Page MenuHomePhabricator

Compute average search result placement
Open, LowPublic

Description

The gsc data in Druid/Superset needs a post-aggregation metric that computes the AVG position (currently we just have MIN and MAX – corresponding to best and worst placement, respectively). Use case is if we're looking at specific wiki across multiple countries or multiple wikis in a specific country, the average position is way more useful than min/max.

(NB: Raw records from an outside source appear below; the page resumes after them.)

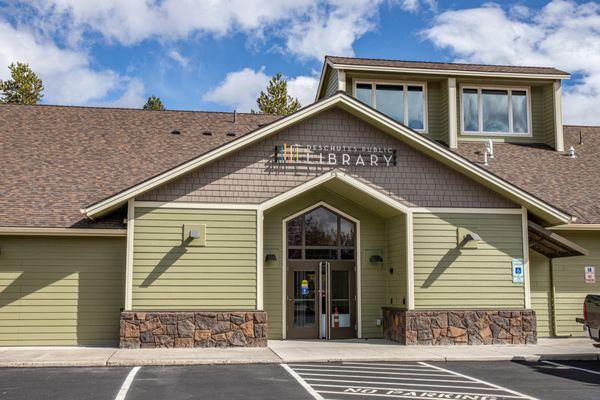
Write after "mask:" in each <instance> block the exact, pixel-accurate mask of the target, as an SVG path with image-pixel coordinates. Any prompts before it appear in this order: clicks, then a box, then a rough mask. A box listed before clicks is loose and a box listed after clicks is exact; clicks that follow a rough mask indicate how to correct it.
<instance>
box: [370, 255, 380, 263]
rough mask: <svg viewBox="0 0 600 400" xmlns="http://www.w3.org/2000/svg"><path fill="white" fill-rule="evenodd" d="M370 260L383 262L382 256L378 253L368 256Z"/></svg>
mask: <svg viewBox="0 0 600 400" xmlns="http://www.w3.org/2000/svg"><path fill="white" fill-rule="evenodd" d="M369 261H370V262H383V257H381V256H380V255H379V254H373V255H372V256H371V257H370V258H369Z"/></svg>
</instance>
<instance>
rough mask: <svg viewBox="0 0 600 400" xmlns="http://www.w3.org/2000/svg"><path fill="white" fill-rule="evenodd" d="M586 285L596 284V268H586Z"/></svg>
mask: <svg viewBox="0 0 600 400" xmlns="http://www.w3.org/2000/svg"><path fill="white" fill-rule="evenodd" d="M585 283H596V267H585Z"/></svg>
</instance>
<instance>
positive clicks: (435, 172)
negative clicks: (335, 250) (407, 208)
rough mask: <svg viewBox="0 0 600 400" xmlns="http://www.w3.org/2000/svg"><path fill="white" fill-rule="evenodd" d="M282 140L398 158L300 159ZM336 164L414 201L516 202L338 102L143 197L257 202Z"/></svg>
mask: <svg viewBox="0 0 600 400" xmlns="http://www.w3.org/2000/svg"><path fill="white" fill-rule="evenodd" d="M284 144H288V145H289V144H294V145H300V146H301V147H302V149H306V146H308V145H310V146H312V147H313V148H314V147H315V146H334V147H339V146H346V147H348V148H350V149H352V148H354V147H357V148H359V149H360V148H362V147H363V146H364V147H367V148H369V147H373V146H374V147H378V148H382V149H391V150H393V152H394V155H395V165H393V164H392V163H391V162H386V158H384V157H383V154H377V165H370V164H371V162H372V161H371V159H370V155H371V154H373V152H369V151H364V152H360V151H359V153H360V154H362V155H363V156H364V157H363V162H364V164H365V165H362V163H360V162H359V161H358V153H353V152H351V151H350V152H346V154H348V155H349V156H348V158H349V159H348V160H347V161H348V164H349V165H348V164H345V163H343V160H342V157H343V156H342V154H344V152H343V151H339V152H338V151H331V152H330V151H315V150H311V151H310V157H312V159H311V160H310V162H309V163H306V162H302V156H300V155H299V154H298V158H299V160H298V161H299V162H291V163H282V162H280V161H279V162H276V161H275V158H276V156H275V147H276V146H283V145H284ZM319 154H324V156H323V157H325V158H324V160H325V161H326V162H324V163H321V162H319V161H320V159H318V155H319ZM329 154H334V158H335V163H332V164H329V163H328V162H329V159H328V157H329ZM387 154H388V157H389V154H390V153H387ZM387 160H389V158H387ZM357 164H358V165H357ZM388 164H389V165H388ZM333 169H338V170H342V171H344V172H345V173H346V174H348V175H350V176H353V177H355V178H357V179H359V180H361V181H363V182H365V183H367V184H369V185H370V186H372V187H373V188H375V189H377V190H379V191H381V192H382V193H384V194H386V195H388V196H390V197H392V198H394V199H396V200H398V201H399V202H401V203H403V204H405V205H406V206H408V207H464V208H481V207H483V208H510V207H517V205H516V204H515V203H514V202H512V201H511V200H508V199H507V198H505V197H503V196H501V195H500V194H498V193H496V192H494V191H493V190H491V189H489V188H487V187H485V186H483V185H481V184H479V183H477V182H475V181H473V180H472V179H470V178H468V177H466V176H464V175H463V174H461V173H459V172H457V171H455V170H453V169H450V168H448V167H447V166H446V165H444V164H442V163H441V162H439V161H437V160H434V159H432V158H431V157H429V156H427V155H425V154H423V153H421V152H419V151H418V150H415V149H414V148H412V147H411V146H409V145H407V144H406V143H404V142H402V141H400V140H398V139H396V138H394V137H392V136H391V135H389V134H388V133H386V132H383V131H381V130H380V129H378V128H376V127H374V126H373V125H371V124H369V123H367V122H364V121H363V120H361V119H360V118H358V117H356V116H354V115H352V114H350V113H348V112H347V111H344V110H341V109H339V108H332V109H328V110H326V111H323V112H321V113H319V114H316V115H313V116H311V117H308V118H306V119H304V120H303V121H302V122H300V123H298V124H296V125H294V126H291V127H287V128H284V129H283V130H281V131H279V132H277V133H275V134H273V135H271V136H269V137H266V138H264V139H261V140H258V141H257V142H255V143H253V144H251V145H249V146H248V147H246V148H243V149H241V150H238V151H236V152H233V153H230V154H228V155H226V156H225V157H222V158H220V159H218V160H216V161H213V162H212V163H210V164H207V165H205V166H203V167H201V168H198V169H196V170H194V171H192V172H190V173H188V174H186V175H183V176H181V177H179V178H177V179H175V180H173V181H171V182H169V183H167V184H164V185H162V186H160V187H158V188H155V189H153V190H151V191H149V192H147V193H145V194H142V195H141V196H139V197H137V199H138V200H145V201H160V202H206V203H246V204H248V203H249V204H259V203H262V202H264V201H267V200H269V199H271V198H273V197H275V196H277V195H279V194H281V193H284V192H286V191H288V190H290V189H293V188H294V187H297V186H299V185H301V184H303V183H305V182H307V181H309V180H311V179H314V178H316V177H318V176H321V175H323V174H324V173H327V172H329V171H332V170H333Z"/></svg>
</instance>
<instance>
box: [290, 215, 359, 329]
mask: <svg viewBox="0 0 600 400" xmlns="http://www.w3.org/2000/svg"><path fill="white" fill-rule="evenodd" d="M285 228H286V243H287V246H286V247H287V282H286V303H287V304H286V314H287V321H286V330H287V332H286V333H287V335H286V336H287V337H288V338H290V339H349V338H355V337H357V293H356V291H357V290H356V286H357V284H356V270H357V268H356V267H357V257H356V255H357V254H356V253H357V248H356V247H357V246H356V224H355V223H354V222H353V221H351V220H350V219H348V218H345V217H344V216H342V215H340V214H339V213H336V212H334V211H332V210H330V209H329V208H327V207H325V206H318V207H316V208H313V209H312V210H310V211H308V212H306V213H304V214H302V215H299V216H296V217H294V218H293V219H290V220H289V221H288V222H287V224H286V227H285Z"/></svg>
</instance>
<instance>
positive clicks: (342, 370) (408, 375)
mask: <svg viewBox="0 0 600 400" xmlns="http://www.w3.org/2000/svg"><path fill="white" fill-rule="evenodd" d="M314 367H315V368H306V367H300V368H296V366H294V371H319V372H326V371H330V372H353V373H361V374H383V375H404V376H453V375H452V374H440V373H437V372H435V373H431V372H429V373H428V372H389V371H367V370H364V369H360V370H348V369H344V368H340V367H335V366H330V367H322V366H317V365H315V366H314ZM324 368H331V369H328V370H325V369H324ZM334 368H335V369H334Z"/></svg>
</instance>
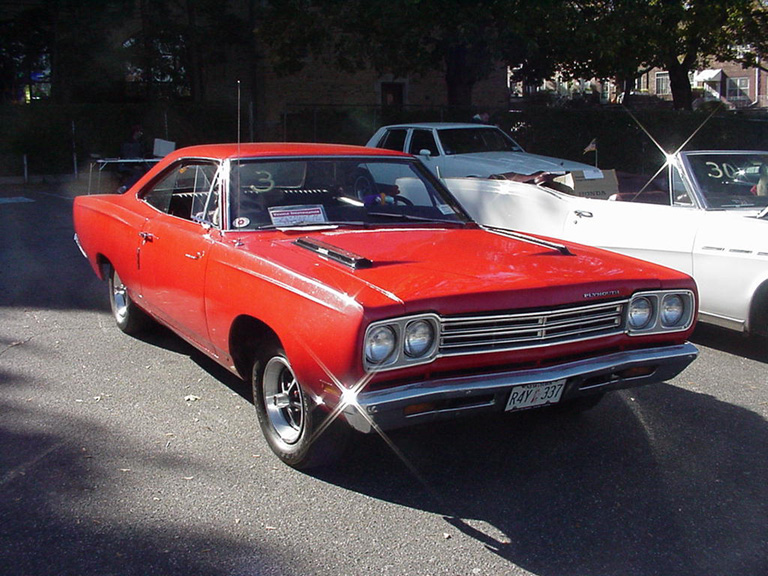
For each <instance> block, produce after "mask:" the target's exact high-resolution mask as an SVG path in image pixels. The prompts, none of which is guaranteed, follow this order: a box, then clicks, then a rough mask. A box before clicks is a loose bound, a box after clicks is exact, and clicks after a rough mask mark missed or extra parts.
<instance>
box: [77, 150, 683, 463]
mask: <svg viewBox="0 0 768 576" xmlns="http://www.w3.org/2000/svg"><path fill="white" fill-rule="evenodd" d="M74 222H75V231H76V240H77V242H78V244H79V246H80V247H81V250H82V251H83V254H84V255H85V256H86V257H87V258H88V260H89V261H90V264H91V266H92V268H93V270H94V272H95V273H96V274H97V275H98V276H99V277H100V278H102V279H107V280H108V281H109V293H110V297H111V305H112V311H113V314H114V317H115V320H116V322H117V325H118V326H119V328H120V329H122V330H123V331H124V332H126V333H129V334H130V333H136V332H138V331H140V330H142V329H145V328H147V327H149V326H150V325H151V324H152V323H153V322H160V323H162V324H164V325H166V326H168V327H170V328H171V329H172V330H173V331H174V332H176V333H177V334H178V335H180V336H181V337H182V338H184V339H185V340H187V341H188V342H190V343H191V344H193V345H194V346H195V347H197V348H199V349H200V350H201V351H203V352H204V353H206V354H208V355H209V356H210V357H211V358H213V359H214V360H216V361H217V362H219V363H220V364H221V365H223V366H225V367H226V368H228V369H229V370H231V371H232V372H234V373H235V374H237V375H239V376H241V377H242V378H244V379H246V380H250V381H251V383H252V385H253V390H254V404H255V406H256V411H257V415H258V419H259V423H260V426H261V429H262V431H263V433H264V435H265V437H266V439H267V441H268V443H269V445H270V447H271V449H272V450H273V451H274V452H275V454H277V456H278V457H279V458H280V459H282V460H283V461H284V462H285V463H287V464H289V465H291V466H294V467H296V468H306V467H310V466H314V465H319V464H326V463H329V462H332V461H333V460H334V459H335V458H337V457H339V456H340V454H341V451H342V449H343V447H344V445H345V442H346V440H347V438H348V436H349V432H350V431H351V430H353V429H354V430H358V431H361V432H371V431H381V430H387V429H391V428H396V427H401V426H406V425H410V424H416V423H422V422H428V421H432V420H435V419H438V418H450V417H454V416H456V415H459V414H465V415H470V414H480V413H484V412H493V411H496V412H502V411H505V410H506V411H515V410H523V409H528V408H534V407H546V406H552V405H555V404H557V405H562V406H564V407H570V408H572V409H577V410H578V409H586V408H589V407H591V406H594V405H595V404H596V403H597V401H598V400H599V399H600V398H601V397H602V396H603V394H604V393H605V392H606V391H609V390H615V389H619V388H627V387H631V386H639V385H643V384H649V383H653V382H659V381H662V380H665V379H669V378H672V377H674V376H675V375H677V374H678V373H679V372H680V371H681V370H683V369H684V368H685V367H686V366H687V365H688V364H689V363H690V362H691V361H692V360H693V359H694V358H695V357H696V355H697V350H696V348H695V347H694V346H693V345H691V344H690V343H688V342H687V338H688V337H689V335H690V333H691V331H692V330H693V325H694V322H695V319H696V309H697V308H696V301H697V295H696V286H695V284H694V282H693V281H692V280H691V278H690V277H689V276H687V275H685V274H682V273H680V272H676V271H673V270H670V269H668V268H664V267H661V266H657V265H654V264H649V263H646V262H641V261H639V260H635V259H632V258H629V257H625V256H620V255H617V254H612V253H609V252H605V251H602V250H598V249H593V248H588V247H584V246H580V245H576V244H570V243H559V242H556V241H553V240H551V239H547V238H542V237H535V236H529V235H524V234H518V233H515V232H509V231H500V230H494V229H489V228H483V227H481V226H479V225H477V224H476V223H474V222H473V221H472V220H471V219H470V218H469V217H468V216H467V214H466V213H465V212H464V211H463V210H462V208H461V207H460V206H459V205H458V204H457V202H456V201H455V200H454V198H453V197H452V196H451V195H450V194H449V193H448V192H447V190H446V189H445V187H444V186H443V184H442V183H441V182H440V180H438V179H437V178H436V177H435V176H433V175H432V174H431V173H430V172H428V171H427V170H426V169H424V168H423V167H422V165H421V164H420V163H419V161H418V160H416V159H414V158H413V157H411V156H408V155H405V154H402V153H400V152H392V151H388V150H376V149H371V148H364V147H355V146H341V145H318V144H242V145H240V144H222V145H210V146H196V147H191V148H186V149H181V150H178V151H176V152H174V153H172V154H170V155H169V156H167V157H166V158H165V159H163V160H162V161H161V162H160V163H158V164H157V165H156V166H155V167H154V168H152V170H150V171H149V172H148V173H147V174H146V175H145V176H144V177H143V178H142V179H141V180H140V181H139V182H138V183H136V185H134V186H133V187H132V188H131V189H130V190H128V191H127V192H126V193H125V194H122V195H89V196H80V197H78V198H76V199H75V204H74Z"/></svg>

For reference, the JSON spec for computing CTR – SUM(clicks)/SUM(impressions) – is:

{
    "type"   : "arithmetic",
    "name"   : "ctr",
    "fn"     : "/",
    "fields" : [
       { "type" : "fieldAccess", "name" : "sum__clicks", "fieldName" : "sum__clicks" },
       { "type" : "fieldAccess", "name" : "sum__impressions", "fieldName" : "sum__impressions" }
    ]
}

Remark: the way to do this is to have an aggregation that's a sum of the position metric and then to divide that by the number of rows, which is available already as

{ "type" : "fieldAccess", "name" : "count", "fieldName" : "count" }

Note: calculating the median is impossible in Druid.

Event Timeline

mpopov triaged this task as Medium priority.Aug 8 2018, 1:19 PM
mpopov created this task.
mpopov moved this task from Triage to Next Up on the Product-Analytics board.
mpopov lowered the priority of this task from Medium to Low.Dec 10 2018, 2:51 PM
mpopov moved this task from Next Up to Backlog on the Product-Analytics board.

Updating status to reflect reality.

kzimmerman moved this task from Backlog to Icebox on the Product-Analytics board.
kzimmerman subscribed.

This is not required for the T172581 epic, and we may not do this. Moving to Unprioritized Backlog and removing Mikhail.